Place your mouse over the imageClassification
Metalwork
Object name
Ewer With Inscriptions
Geography
Iran or Mesopotamia
Period
Abbasid, 9th century CE
Dynasty
Abbasid
Materials and technique
Brass, engraved and punched
Dimensions
Height 32.8 cm
Accession number
AKM00718
Description
The earliest datable metalwork from the Islamic world consists of ewers made in a variety of shapes, sometimes including spouts and sometimes without. The present example has an ovoid body, a narrow, raised foot, a narrow and short tubular spout, a wide shoulder decorated with scrolling palmettes, and a round, trumpet-shaped mouth, the latter framed almost entirely by two bodiless eagle or falcon heads. The birds’ heads appear to grow out of the join between the ewer’s mouth and a long, serpentine handle. The tail of the handle ends at the top of the bottle in a palmette-shaped thumb-rest similar to extant examples datable to the eighth–ninth century and attributed to Iraq or Iran (for examples, see Atil, Chase, and Jett 1985, p. 14, fig. 4 and p. 63, fig. 23).
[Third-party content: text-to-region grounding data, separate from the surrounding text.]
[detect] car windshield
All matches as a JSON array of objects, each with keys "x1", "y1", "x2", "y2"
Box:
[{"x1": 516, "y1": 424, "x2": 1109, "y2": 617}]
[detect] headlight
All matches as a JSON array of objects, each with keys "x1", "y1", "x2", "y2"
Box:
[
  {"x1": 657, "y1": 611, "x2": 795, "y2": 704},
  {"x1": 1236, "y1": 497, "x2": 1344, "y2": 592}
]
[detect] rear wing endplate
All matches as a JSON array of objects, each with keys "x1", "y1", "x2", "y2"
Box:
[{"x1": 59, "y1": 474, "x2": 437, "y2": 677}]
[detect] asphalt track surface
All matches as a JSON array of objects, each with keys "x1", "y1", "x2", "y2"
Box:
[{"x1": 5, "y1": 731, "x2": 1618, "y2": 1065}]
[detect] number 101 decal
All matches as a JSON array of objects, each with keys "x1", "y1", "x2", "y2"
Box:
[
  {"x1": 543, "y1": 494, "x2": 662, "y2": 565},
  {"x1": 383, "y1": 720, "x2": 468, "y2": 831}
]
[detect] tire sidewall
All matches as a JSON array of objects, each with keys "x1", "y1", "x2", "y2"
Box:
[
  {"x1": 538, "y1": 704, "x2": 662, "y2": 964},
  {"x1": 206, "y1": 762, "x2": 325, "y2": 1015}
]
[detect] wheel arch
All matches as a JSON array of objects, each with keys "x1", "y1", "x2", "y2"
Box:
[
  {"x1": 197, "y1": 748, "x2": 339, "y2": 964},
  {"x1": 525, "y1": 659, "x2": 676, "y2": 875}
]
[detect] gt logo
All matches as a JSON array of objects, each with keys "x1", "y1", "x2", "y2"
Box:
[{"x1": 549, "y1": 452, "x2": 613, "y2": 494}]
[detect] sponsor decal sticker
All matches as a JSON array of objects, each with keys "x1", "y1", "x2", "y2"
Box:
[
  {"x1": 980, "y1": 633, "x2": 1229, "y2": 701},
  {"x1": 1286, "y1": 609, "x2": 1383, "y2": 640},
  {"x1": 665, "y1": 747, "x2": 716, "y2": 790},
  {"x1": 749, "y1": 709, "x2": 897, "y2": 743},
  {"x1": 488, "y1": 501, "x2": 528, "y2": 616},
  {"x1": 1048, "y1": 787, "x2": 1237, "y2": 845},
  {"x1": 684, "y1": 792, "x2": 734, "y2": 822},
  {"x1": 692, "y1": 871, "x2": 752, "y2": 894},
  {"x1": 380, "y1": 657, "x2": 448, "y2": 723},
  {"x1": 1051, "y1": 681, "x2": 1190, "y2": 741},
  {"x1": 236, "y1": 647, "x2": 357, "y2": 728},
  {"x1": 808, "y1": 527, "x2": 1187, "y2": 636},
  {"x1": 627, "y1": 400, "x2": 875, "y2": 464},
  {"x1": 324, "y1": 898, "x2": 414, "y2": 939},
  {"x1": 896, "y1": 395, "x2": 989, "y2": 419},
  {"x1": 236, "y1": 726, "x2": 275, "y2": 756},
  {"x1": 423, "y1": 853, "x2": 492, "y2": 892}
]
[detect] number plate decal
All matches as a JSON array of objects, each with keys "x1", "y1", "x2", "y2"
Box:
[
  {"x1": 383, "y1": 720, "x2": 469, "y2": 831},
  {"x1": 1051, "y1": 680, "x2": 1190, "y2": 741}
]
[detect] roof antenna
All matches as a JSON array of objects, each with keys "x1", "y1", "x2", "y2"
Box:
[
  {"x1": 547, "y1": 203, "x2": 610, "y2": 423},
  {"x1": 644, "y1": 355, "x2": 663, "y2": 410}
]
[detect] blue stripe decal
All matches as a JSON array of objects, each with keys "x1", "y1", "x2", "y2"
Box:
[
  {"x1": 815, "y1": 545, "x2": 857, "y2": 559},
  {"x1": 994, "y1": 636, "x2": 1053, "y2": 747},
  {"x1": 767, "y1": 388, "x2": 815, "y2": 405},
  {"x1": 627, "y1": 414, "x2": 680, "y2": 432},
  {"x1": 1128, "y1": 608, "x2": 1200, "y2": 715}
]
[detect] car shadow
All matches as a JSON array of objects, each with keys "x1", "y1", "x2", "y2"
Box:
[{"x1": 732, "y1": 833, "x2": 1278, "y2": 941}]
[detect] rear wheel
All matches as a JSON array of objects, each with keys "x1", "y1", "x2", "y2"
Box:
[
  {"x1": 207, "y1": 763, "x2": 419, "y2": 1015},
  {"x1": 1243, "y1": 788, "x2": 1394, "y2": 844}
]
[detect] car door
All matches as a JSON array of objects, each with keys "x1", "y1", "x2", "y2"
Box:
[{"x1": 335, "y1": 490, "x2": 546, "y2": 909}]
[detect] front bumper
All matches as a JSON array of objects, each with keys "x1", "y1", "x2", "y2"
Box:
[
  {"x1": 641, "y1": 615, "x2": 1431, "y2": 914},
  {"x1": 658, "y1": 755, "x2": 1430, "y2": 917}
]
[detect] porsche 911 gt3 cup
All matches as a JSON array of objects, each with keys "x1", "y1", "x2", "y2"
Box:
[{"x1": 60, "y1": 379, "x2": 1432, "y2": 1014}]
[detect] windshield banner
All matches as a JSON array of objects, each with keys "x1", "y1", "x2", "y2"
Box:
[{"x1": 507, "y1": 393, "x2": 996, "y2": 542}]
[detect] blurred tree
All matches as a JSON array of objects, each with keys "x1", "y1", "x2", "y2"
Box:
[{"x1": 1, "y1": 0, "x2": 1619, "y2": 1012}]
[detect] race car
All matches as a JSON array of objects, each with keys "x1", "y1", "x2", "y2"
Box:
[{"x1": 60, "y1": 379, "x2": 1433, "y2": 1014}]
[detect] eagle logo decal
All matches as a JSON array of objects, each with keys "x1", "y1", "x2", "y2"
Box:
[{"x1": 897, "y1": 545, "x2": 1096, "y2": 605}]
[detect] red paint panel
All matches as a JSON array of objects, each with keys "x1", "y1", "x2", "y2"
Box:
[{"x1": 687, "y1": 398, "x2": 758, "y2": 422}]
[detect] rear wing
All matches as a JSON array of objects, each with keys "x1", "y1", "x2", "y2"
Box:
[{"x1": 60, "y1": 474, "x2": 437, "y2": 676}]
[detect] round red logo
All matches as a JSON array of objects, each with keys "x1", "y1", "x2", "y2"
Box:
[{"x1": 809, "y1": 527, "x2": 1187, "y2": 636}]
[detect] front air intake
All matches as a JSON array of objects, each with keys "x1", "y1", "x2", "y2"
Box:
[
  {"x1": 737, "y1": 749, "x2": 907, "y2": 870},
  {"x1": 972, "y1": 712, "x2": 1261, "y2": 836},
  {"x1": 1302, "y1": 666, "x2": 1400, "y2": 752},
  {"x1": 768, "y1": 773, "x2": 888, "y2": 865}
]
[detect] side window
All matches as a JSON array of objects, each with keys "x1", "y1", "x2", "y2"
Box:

An inscription invoking blessings upon the owner appears in kufic script just below the shoulder and above a pair of ten-petalled rosette medallions engraved on opposite sides of the lower body. Several metal ewers from the early Islamic period reveal shapes and decorative programmes used in the pre-Islamic Iranian world. The ones with pear-shaped bodies, no spouts, and handles ending in a palmette motif are considered to be the earliest metal wares and are believed to have been produced in Khurasan and Transoxiana in the eastern Iranian world, including modern Afghanistan and Uzbekistan (ibid., pp. 62-63). Their shapes and designs, which sometimes display engraved, carved, or repoussé real and mythical animals, reflect a close relationship to the artistic idiom seen in Sasanian metalwork, which even includes representations of single-handed pear-shaped ewers in some silver gilt plates (ibid., p. 63, figs. 23-24). This ewer, which contains a somewhat varied shape with a more angular mouth, may have been produced in the Greater Iranian world or Mesopotamia at a slightly later period.